Windows Lost To Wilma

Charles Trainor Jr.
/
Miami Herald

Before Hurricane Wilma hit Miami 10 years ago,  the tall buildings in Brickell had never had to contend with anything like the more than 100 mph winds the storm brought.

And while the buildings survived, their windows did not fare as well. Broken glass became one of lasting symbols of Wilma’s destruction.

The morning after Wilma made landfall, Santi Gabino left his apartment near Dadeland to go to work at the Four Seasons Hotel in Brickell. On the way in, he thought about picking up a cup of coffee and a donut.

“When I finally turned onto Brickell that’s what was shocking,” Gabino recalls. “I mean it literally looked like a bomb had gone off.
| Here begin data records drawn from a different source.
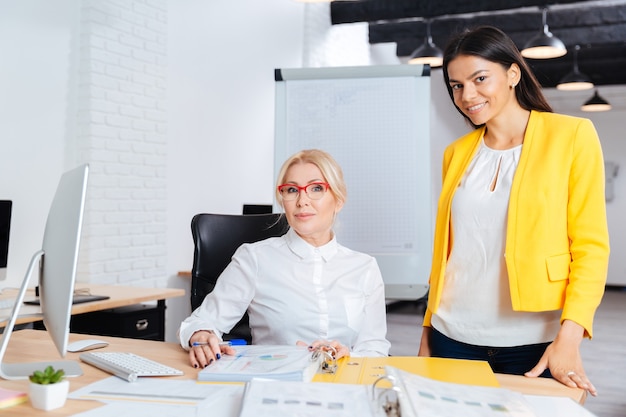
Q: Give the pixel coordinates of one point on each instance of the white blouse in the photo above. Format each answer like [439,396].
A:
[476,304]
[293,292]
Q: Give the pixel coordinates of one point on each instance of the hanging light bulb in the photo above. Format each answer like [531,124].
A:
[428,52]
[545,45]
[596,103]
[575,80]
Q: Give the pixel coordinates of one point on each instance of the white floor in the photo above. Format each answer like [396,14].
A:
[604,357]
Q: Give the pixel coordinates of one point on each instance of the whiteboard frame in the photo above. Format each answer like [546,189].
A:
[403,265]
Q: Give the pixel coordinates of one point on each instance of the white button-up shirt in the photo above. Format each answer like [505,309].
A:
[294,291]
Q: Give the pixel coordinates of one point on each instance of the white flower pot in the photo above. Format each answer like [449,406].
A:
[48,397]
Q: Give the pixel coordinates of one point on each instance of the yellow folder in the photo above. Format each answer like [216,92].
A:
[368,370]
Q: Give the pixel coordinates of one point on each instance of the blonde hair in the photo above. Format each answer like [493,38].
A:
[331,171]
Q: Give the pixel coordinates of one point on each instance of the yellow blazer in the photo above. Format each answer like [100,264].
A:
[557,243]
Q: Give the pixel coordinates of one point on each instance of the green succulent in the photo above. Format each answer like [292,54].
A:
[48,376]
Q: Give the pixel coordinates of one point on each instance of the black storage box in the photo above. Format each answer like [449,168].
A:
[137,321]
There was just water as far as the eye could see, glass as far as the eye could see. But I hadn’t, at that point yet, looked up.”

Above ground, the glistening buildings were pockmarked by missing glass. Buildings like the Greenburg Traurig and Espirito Santo buildings were missing dozens and dozens of windows.
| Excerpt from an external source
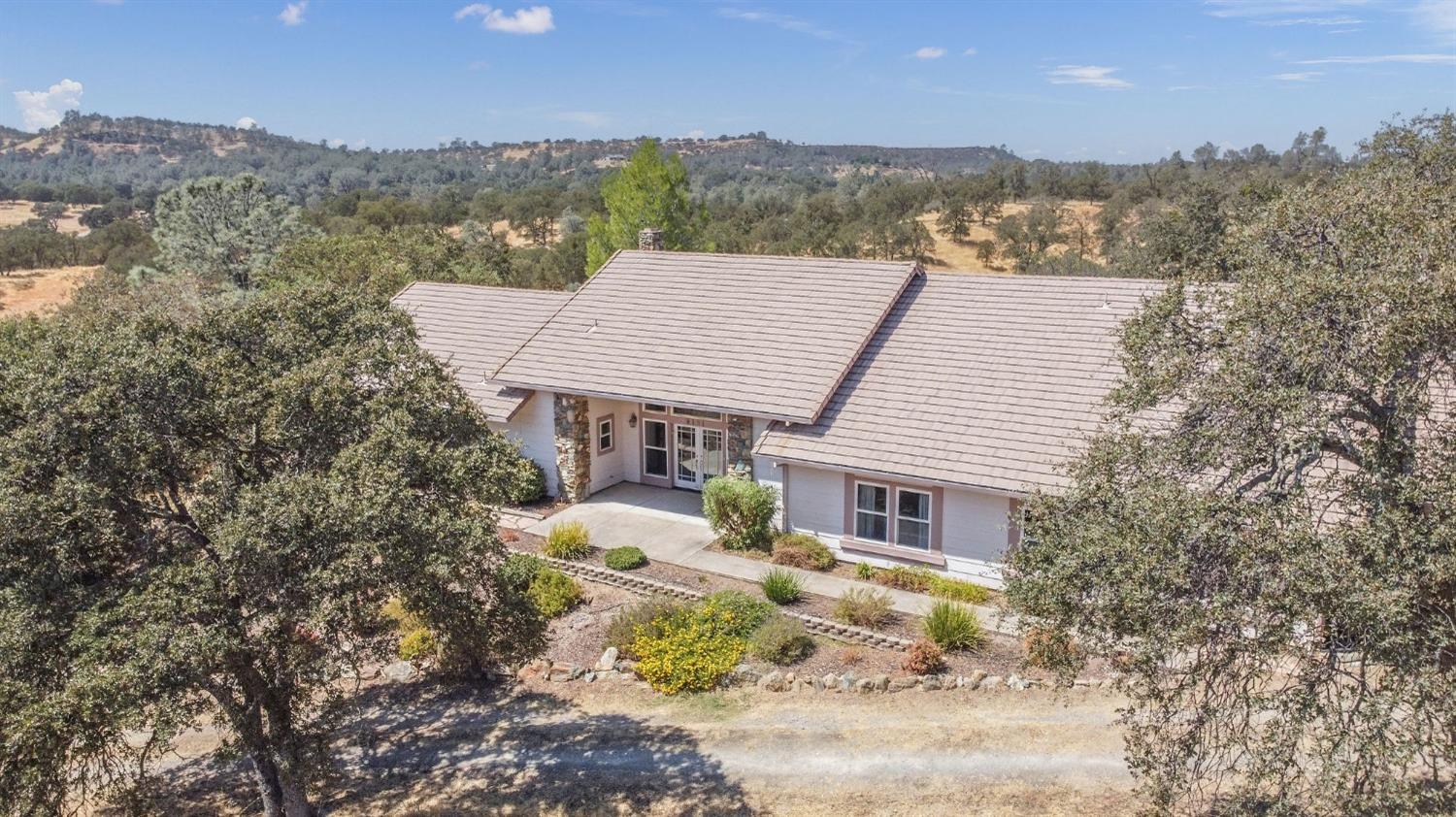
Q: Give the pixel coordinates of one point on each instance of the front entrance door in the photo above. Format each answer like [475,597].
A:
[699,456]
“I mean you could literally peer into people’s offices,” said Gabino. “You had paper raining down on the streets below. I mean it was shocking because no one expected that that was supposed to happen.”

Credit Fernando Leal
Fernando Leal captured this the day after Wilma made landfall in Miami.

Fernando Leal was on vacation in Miami during Hurricane Wilma, staying at a friend’s apartment in Brickell. As the storm hit, he began filming from the window. In the distance, he could see a construction crane spinning like a top. But closer up, the window itself was a moving object, bowing in and out.

“I was really, really close to the window. And in different moments I said, “wow, this is going to explode”… but I said OK, it’s going to be a good shot if this explodes,” said Leal.

While his window stayed intact, Leal went out the next day and snapped pictures of windows that did explode—fist-sized glass shards and tempered glass rubble was strewn all over streets.

“It was like if someone had a giant machine gun and started spraying with bullets over the buildings,” remembers Alan Ojeda, a local developer who was out checking one of his buildings.

At the time, Ojeda was just starting to think about building an office tower in Brickell made of glass.

Credit Wilson Sayre / WLRN
/
WLRN
Alan Ojeda in the lobby of 1450 Brickell with a sample of the glass that coats the building.

“And I said, ‘what can we learn from this?’ ” said Ojeda. “So, what we learned was that the [building] code was and is wrong.”

Florida’s building code only requires high-impact glass on the first 30 feet of a building in hurricane zones. The rest can be less sturdy, low-impact glass. But many of the windows that broke during Wilma were higher than 30 feet.

So Ojeda decided to take that high-impact glass and put it over the entire building—500 feet into the sky.

During the design phase, Ojeda tested a sample of the glass by shooting wooden beams at it from a cannon. The glass cracked but stayed intact. This type of glass is what now covers all of Ojeda’s building, 1450 Brickell.

He claims it’s the most hurricane-proof building in the U.S. 

Even after the destruction from Wilma, though, some building owners fought to rebuild using old, weaker standards and a few of them won.  They replaced windows that blew out during Hurricane Wilma with the same kind of glass.

But even the new glass hasn’t been tested because Wilma was the last hurricane we’ve had.

“I think everybody needs to be aware that Wilma was nothing,” said John Morales, chief meteorologist for WTVJ NBC6. “Now, I’m not trying to dismiss or minimize what folks went through.”

He lives in Brickell now and says he wouldn’t let his family stay in their condo during a hurricane, and they live in one of the newer buildings, built to higher standards.

“If we were ever to get another hurricane like the 1926 great Miami hurricane, it’s going to be a test and it’ll be history in the making.”